Here it gets weird. I don’t mind the old name being erased from the database if it’s for the artist’s privacy (not even talking about her being trans. object blue wants to be known under her stage name only and MusicBrainz followed through). Patricia is too far gone for that, though, in the sense that she spent more than a year (is that right?) working using her old name and she had already become somewhat known. If she really wanted to, though, should we go through and erase it? Not everyone here agrees. I do. But as she’s stayed quiet (again, has anybody consulted her?), I say we default to keeping it as a search hint at the very least.

After all, such is the price for artists who want to be known by their public name. Their history gets recorded and attributed to them. She’s lucky she’s an indie artist, if she had signed to a label and had become famous this would be far more tilted to this side. As in, there’d be no chance to erase her old name, at all, and we probably wouldn’t bother.

Honest question:

If an artist released a song when he was 17 yrs old, the lyrics containing ‘horrible’ and ‘offensive’ content.
(anyone fill in what they consider horrible or offensive themselves, I won’t be the judge on that)

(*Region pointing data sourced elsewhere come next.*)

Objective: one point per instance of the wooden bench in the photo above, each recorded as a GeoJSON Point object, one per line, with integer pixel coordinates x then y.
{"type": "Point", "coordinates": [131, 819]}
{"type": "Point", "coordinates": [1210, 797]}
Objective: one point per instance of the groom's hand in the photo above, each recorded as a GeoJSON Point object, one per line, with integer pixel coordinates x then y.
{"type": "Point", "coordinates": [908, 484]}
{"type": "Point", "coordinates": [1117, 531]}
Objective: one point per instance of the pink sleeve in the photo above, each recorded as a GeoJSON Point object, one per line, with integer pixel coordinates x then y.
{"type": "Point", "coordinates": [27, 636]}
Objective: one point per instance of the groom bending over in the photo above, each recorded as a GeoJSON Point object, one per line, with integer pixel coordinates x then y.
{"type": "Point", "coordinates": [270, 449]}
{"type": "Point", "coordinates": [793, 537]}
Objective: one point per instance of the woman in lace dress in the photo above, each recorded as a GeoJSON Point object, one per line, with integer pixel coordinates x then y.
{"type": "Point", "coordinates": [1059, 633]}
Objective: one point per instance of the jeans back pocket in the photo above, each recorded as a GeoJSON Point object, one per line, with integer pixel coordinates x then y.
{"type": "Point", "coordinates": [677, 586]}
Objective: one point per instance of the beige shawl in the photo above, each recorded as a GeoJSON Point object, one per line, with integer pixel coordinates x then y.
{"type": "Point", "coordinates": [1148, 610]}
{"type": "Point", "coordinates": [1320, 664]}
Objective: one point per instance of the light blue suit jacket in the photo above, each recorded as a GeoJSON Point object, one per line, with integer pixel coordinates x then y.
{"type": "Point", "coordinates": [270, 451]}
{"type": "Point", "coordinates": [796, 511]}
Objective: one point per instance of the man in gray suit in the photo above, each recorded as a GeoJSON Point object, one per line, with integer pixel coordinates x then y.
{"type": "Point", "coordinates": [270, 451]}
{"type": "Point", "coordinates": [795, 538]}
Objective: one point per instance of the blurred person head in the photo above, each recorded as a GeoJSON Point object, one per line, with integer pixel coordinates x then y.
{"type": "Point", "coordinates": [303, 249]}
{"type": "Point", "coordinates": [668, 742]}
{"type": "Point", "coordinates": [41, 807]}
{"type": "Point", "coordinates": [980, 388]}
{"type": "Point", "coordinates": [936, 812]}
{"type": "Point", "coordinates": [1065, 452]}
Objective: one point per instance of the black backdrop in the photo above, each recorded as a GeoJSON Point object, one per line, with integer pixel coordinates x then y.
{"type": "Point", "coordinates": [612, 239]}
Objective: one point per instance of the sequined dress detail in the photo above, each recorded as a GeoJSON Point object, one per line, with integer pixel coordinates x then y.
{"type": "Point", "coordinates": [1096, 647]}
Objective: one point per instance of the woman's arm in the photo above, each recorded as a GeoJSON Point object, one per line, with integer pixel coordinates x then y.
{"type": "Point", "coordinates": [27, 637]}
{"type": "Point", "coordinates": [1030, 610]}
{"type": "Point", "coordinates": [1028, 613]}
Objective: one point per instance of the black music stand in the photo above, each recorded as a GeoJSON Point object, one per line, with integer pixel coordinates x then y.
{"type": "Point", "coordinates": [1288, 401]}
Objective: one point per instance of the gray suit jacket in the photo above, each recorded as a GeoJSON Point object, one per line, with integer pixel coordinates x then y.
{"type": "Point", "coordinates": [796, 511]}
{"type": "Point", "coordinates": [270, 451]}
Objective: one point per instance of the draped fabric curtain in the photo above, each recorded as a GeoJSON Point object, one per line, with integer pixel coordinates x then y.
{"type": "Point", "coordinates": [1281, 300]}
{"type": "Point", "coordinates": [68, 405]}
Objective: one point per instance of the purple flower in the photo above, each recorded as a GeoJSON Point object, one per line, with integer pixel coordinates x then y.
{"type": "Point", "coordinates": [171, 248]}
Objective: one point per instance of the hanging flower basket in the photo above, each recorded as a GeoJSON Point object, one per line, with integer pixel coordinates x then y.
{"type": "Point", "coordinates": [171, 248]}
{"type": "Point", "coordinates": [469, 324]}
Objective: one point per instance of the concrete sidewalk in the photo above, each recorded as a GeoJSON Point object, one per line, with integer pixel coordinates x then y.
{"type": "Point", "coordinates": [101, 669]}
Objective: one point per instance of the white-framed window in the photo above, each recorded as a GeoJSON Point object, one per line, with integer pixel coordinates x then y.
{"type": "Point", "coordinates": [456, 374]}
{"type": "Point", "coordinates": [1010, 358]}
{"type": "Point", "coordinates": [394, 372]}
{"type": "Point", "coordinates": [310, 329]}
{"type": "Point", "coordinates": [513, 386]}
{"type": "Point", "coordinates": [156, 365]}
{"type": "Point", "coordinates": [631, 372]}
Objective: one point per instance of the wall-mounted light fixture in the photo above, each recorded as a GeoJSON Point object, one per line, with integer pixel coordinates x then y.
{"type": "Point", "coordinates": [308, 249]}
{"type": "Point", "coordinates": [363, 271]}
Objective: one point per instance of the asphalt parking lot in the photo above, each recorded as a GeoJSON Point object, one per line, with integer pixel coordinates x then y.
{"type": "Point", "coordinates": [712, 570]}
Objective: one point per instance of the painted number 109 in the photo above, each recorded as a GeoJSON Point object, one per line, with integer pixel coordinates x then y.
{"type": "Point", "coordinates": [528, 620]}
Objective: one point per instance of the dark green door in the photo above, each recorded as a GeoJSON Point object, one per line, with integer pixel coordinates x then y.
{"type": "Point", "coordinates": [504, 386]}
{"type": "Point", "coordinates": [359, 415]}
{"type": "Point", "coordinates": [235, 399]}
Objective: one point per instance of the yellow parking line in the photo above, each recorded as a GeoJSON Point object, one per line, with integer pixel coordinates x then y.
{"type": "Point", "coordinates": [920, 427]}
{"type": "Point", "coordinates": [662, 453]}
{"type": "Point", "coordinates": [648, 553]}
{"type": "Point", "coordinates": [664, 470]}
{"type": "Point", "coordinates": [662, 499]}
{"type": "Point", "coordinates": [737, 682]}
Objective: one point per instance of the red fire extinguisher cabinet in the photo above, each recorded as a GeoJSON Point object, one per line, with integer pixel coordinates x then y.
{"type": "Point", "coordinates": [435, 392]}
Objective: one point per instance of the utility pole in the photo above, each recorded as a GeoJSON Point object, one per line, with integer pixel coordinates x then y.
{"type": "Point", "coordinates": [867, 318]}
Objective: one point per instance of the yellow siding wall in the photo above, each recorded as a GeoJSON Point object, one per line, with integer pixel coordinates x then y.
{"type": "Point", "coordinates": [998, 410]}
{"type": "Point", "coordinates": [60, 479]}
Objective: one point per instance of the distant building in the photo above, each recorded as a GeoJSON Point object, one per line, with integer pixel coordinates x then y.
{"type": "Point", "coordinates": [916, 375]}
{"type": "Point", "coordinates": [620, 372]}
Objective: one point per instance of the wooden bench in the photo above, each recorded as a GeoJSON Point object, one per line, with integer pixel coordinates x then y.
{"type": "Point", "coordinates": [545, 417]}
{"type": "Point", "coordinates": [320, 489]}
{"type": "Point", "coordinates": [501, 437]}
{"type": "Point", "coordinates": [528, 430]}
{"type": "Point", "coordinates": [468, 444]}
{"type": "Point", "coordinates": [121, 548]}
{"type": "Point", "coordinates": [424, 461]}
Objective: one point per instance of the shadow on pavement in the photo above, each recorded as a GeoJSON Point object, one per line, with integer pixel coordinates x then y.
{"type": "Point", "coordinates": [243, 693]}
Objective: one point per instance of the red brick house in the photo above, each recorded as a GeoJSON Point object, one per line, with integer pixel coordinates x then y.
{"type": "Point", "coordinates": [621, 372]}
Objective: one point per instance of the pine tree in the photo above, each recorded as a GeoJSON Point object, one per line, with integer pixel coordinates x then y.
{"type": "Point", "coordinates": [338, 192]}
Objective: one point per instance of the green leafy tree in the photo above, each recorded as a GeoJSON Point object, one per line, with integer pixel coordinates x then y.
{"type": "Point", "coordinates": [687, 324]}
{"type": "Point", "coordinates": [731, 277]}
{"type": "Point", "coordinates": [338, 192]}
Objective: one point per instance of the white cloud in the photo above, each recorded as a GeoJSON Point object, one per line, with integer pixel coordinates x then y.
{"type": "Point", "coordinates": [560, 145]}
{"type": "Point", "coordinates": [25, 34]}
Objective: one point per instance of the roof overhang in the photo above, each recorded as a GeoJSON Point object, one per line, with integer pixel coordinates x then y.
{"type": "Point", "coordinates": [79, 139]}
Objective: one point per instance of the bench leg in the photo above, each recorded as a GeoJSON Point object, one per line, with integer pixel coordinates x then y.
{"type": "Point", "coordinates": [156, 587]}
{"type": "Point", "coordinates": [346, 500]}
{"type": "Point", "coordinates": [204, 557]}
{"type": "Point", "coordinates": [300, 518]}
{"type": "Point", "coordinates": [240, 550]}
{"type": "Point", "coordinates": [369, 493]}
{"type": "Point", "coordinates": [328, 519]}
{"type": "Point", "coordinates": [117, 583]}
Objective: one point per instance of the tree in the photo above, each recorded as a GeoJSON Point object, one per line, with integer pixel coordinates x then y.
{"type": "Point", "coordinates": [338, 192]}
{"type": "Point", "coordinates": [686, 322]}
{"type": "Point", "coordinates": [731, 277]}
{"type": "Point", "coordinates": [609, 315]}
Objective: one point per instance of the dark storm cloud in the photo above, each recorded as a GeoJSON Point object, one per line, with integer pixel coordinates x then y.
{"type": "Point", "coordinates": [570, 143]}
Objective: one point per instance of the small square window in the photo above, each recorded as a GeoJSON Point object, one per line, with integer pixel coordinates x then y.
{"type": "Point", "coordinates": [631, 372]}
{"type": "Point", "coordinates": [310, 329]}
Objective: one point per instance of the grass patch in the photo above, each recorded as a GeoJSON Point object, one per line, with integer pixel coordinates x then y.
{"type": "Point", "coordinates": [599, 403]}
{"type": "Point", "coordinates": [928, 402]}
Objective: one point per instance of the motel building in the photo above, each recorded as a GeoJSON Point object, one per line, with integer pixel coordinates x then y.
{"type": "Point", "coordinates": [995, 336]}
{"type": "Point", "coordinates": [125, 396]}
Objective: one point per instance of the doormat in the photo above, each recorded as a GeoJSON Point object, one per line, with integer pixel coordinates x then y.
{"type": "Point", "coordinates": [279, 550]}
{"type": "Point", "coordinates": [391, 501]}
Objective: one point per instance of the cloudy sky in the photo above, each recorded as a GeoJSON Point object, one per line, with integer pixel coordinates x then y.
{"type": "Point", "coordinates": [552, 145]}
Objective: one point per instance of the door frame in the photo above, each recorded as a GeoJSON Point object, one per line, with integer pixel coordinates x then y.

In his thirties he is still a performing artist, but he isn’t the same person as he was when he recorded those songs. He regrets them, and he now completely disowns the message of those songs, and completely distances himself from the state of mind he was in at that time.

But to this day, he gets bugged, challenged, misunderstood and attacked over the songs he sung some 20 years ago.
He then requests websites, companies, stores, database owners to remove that old content.

He also requests MusicBrainz to remove references to that old content.

What to do?

Can you solidify and prove any of the three statements that you made here?